Motorola meshes with Wi-Fi

The communications equipment giant is making its first big push for the municipal high-speed wireless market since buying MeshNetworks.

Motorola is making its first big push for the growing municipal high-speed wireless market since it acquired MeshNetworks late last year, with a product that covers a range of needs from residential broadband access to first responder communications.

The company's MotoMesh solution, which supports up to four separate radio networks from a single access point, is in beta tests now and should have its first production release in the second quarter of this year, company officials said.

MotoMesh is designed to address a problem that MeshNetworks officials noticed when they started to deploy their solutions several years ago, said Peter Stanforth, former chief technology officer of MeshNetworks and now vice president and director of technologies for mesh networking in Motorola's networking products group.

"We'd see different constituencies inside a city with different kinds of needs that couldn't be provided for with a single network," he said. "That was especially so with the kinds of regulations that mandated the use of certain frequencies, such as 4.9 GHz for public safety."

What MotoMesh does is tie together wireless access for all municipal needs -- such as the 4.9 GHz and 2.4 GHz bands for public safety and municipal employees, respectively, and residential devices using the 802.11 standard -- into a single network using a common backhaul, with the network itself allocating bandwidth as needed, Stanforth said.

Under normal circumstances, he explained, most bandwidth would be given over to residential and municipal needs.
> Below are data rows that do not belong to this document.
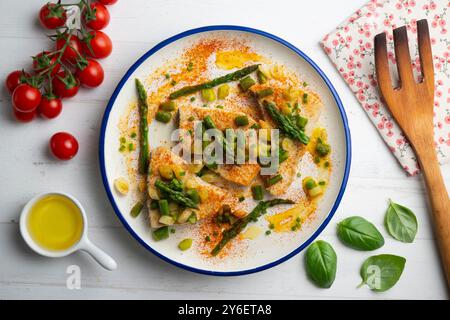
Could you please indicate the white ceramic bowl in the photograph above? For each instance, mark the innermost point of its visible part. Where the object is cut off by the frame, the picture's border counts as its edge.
(83, 244)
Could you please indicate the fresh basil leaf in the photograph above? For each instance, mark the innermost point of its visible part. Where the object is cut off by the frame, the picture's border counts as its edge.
(360, 234)
(321, 263)
(382, 272)
(401, 222)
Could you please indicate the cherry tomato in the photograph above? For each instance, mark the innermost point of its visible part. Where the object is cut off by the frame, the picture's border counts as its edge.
(50, 106)
(70, 53)
(14, 79)
(63, 145)
(52, 15)
(24, 116)
(91, 75)
(65, 85)
(44, 61)
(26, 98)
(107, 2)
(97, 45)
(96, 16)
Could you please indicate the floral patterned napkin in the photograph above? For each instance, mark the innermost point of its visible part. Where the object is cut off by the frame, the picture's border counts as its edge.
(350, 48)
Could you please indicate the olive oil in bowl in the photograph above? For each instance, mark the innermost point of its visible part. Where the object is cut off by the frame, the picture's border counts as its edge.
(55, 222)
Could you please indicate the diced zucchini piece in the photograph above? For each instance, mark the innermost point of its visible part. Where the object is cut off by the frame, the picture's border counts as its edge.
(316, 191)
(241, 121)
(246, 83)
(154, 218)
(153, 193)
(164, 207)
(166, 171)
(161, 233)
(257, 192)
(136, 210)
(193, 218)
(322, 149)
(167, 220)
(185, 244)
(208, 95)
(274, 180)
(121, 185)
(168, 105)
(195, 167)
(264, 93)
(193, 194)
(223, 91)
(163, 116)
(302, 122)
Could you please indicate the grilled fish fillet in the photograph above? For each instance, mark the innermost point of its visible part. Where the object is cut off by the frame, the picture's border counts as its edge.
(242, 174)
(215, 197)
(311, 109)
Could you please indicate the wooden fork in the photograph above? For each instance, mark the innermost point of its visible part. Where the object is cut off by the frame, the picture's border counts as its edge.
(411, 104)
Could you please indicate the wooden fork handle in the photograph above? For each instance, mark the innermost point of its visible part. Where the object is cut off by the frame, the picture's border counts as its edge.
(440, 204)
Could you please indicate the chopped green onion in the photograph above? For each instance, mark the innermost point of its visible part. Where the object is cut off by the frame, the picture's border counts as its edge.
(193, 194)
(241, 121)
(262, 78)
(164, 207)
(223, 91)
(322, 149)
(274, 180)
(310, 183)
(163, 116)
(246, 83)
(257, 192)
(168, 105)
(136, 210)
(208, 95)
(264, 93)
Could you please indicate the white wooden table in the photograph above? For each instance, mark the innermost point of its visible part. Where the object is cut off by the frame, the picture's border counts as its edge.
(137, 25)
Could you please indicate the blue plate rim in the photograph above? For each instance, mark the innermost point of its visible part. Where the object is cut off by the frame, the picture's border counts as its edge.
(184, 34)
But when an emergency is declared then bandwidth is automatically prioritized on the 4.9 GHz channel.

This one-for-all approach should also help with municipalities' funding problems.

MeshNetworks officials "found that in many of the installations we did, the compelling reason for getting the network might have been for public safety reasons, but the bucket of cash available to fund it would come from the public works department," Stanforth said.
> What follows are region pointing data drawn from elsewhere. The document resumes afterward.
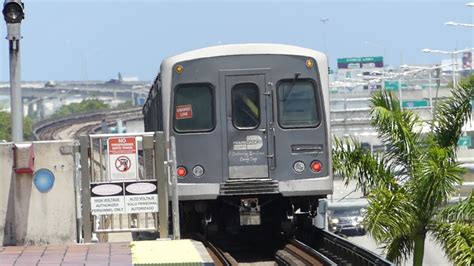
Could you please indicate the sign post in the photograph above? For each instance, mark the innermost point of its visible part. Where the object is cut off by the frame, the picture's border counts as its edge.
(123, 158)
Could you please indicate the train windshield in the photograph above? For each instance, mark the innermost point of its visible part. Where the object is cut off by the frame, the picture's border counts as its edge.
(245, 106)
(193, 110)
(297, 104)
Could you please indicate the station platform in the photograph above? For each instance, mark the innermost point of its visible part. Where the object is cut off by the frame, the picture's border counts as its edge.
(156, 252)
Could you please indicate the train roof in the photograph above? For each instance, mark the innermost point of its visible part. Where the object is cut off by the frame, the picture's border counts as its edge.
(242, 49)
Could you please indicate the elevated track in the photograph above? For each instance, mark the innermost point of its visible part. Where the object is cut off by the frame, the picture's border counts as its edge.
(71, 127)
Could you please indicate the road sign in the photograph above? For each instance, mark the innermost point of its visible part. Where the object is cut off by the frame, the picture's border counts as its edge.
(465, 141)
(123, 158)
(393, 85)
(360, 62)
(414, 104)
(124, 197)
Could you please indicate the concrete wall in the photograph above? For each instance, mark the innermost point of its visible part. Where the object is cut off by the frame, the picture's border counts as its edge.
(39, 218)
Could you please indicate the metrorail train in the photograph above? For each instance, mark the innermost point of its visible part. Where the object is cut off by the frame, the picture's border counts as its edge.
(252, 132)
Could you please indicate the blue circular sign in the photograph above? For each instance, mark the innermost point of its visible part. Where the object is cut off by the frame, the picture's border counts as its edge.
(43, 180)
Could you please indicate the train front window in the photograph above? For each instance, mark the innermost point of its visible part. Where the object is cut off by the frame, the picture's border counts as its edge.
(245, 106)
(194, 108)
(297, 104)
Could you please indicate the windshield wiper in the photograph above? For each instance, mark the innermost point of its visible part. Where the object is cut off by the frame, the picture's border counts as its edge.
(292, 85)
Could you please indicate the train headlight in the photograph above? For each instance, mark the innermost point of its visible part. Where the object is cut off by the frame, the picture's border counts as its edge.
(179, 69)
(181, 171)
(198, 171)
(299, 167)
(316, 166)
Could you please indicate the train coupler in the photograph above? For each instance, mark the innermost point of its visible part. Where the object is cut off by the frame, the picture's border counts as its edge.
(249, 211)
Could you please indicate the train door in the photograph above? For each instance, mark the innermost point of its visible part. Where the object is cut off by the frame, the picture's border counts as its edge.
(247, 107)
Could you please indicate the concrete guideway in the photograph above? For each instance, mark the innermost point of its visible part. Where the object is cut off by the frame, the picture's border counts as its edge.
(157, 252)
(72, 254)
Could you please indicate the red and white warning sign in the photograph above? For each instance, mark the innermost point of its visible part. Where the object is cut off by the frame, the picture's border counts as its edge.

MotoMesh's pricing, which is being worked out, will reflect that, he said. Municipalities would buy the entire wireless infrastructure but, for example, pay for the license keys to turn on segments of the network at different times, as the funding becomes available.

"The whole process can be fairly complicated," Stanforth said. "Over the next few weeks we'll be engaging with [potential customers] to go through these pricing and technical issues."